Adriano poderia ser determinante para esclarecer o assunto mais grave ao qual podem estar ligados os irmãos Flávio e Carlos: o assassinato de Marielle Franco e do motorista Anderson Gomes.
É facto que Ronnie Lessa, um dos milicianos acusados de matar Marielle, hoje preso, morava no mesmo condomínio que o Presidente da República, onde também reside Carlos Bolsonaro.
A família Bolsonaro viu-se diretamente envolvida na investigação sobre o assassinato da vereadora Marielle Franco quando um dos porteiros do condomínio afirmou que um dos acusados se dirigiu à casa do Presidente horas antes do homicídio. A Polícia Federal foi designada para ouvir o porteiro, que trocou o dito por não dito. E Carlos Bolsonaro fez tudo para intervir nessa situação, ficando ainda ligado à investigação sobre o assassinato.
Como o leitor pode imaginar, é bastante difícil fazer um retrato breve desta família com ex-militares expulsos do Exército, ligada a milicianos, com várias personagens complexas, sedutoras e assustadoras. Quem os vê num concurso de grande audiência com Sílvio Santos (2019) pode pensar que são anjos.
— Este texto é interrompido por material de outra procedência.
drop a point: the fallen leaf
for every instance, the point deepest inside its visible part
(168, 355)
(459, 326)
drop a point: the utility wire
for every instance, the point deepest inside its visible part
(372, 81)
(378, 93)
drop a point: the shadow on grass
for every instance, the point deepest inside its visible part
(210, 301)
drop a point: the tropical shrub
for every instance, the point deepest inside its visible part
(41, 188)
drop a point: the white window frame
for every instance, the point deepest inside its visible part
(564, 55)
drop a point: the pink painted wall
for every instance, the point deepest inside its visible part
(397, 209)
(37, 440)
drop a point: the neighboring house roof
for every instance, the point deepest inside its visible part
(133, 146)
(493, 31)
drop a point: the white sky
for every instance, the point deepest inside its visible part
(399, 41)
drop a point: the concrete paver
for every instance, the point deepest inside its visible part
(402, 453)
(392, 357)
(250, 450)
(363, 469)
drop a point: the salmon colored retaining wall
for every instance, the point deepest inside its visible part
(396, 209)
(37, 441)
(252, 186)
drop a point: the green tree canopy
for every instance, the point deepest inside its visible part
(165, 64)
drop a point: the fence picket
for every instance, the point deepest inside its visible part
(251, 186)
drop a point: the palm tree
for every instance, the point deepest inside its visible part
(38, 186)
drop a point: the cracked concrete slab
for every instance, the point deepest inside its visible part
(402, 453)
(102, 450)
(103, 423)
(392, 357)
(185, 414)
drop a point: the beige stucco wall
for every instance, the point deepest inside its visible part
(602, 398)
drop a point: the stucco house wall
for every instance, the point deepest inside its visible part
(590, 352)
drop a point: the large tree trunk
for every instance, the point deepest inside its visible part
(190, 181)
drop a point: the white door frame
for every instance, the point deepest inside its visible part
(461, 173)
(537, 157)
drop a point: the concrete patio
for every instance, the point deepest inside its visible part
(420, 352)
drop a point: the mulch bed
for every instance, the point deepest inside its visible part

Anjos muito ignorantes em matéria política, mas inofensivos. A família Bolsonaro garante que todas as acusações do Ministério Público são perseguições e procura travá-las com recursos e intervenções presidenciais na justiça.
Mas para ter uma ideia mais ampla das contradições desta família, vale a pena lembrar que no discurso da vitória eleitoral Jair Bolsonaro prometeu varrer as “ideologias” do Brasil, precisamente ao lado de um bispo evangélico chamado para celebrar uma missa.
Agora, em plena tormenta, confirmou-se que Flávio e Carlos Bolsonaro, defensores do porte de arma e do slogan “bandido bom é bandido morto”, acabam de ingressar no partido “Republicanos”, do prefeito Crivella, sobrinho do bispo Edir Macedo, e principal representante dos interesses da IURD no Congresso.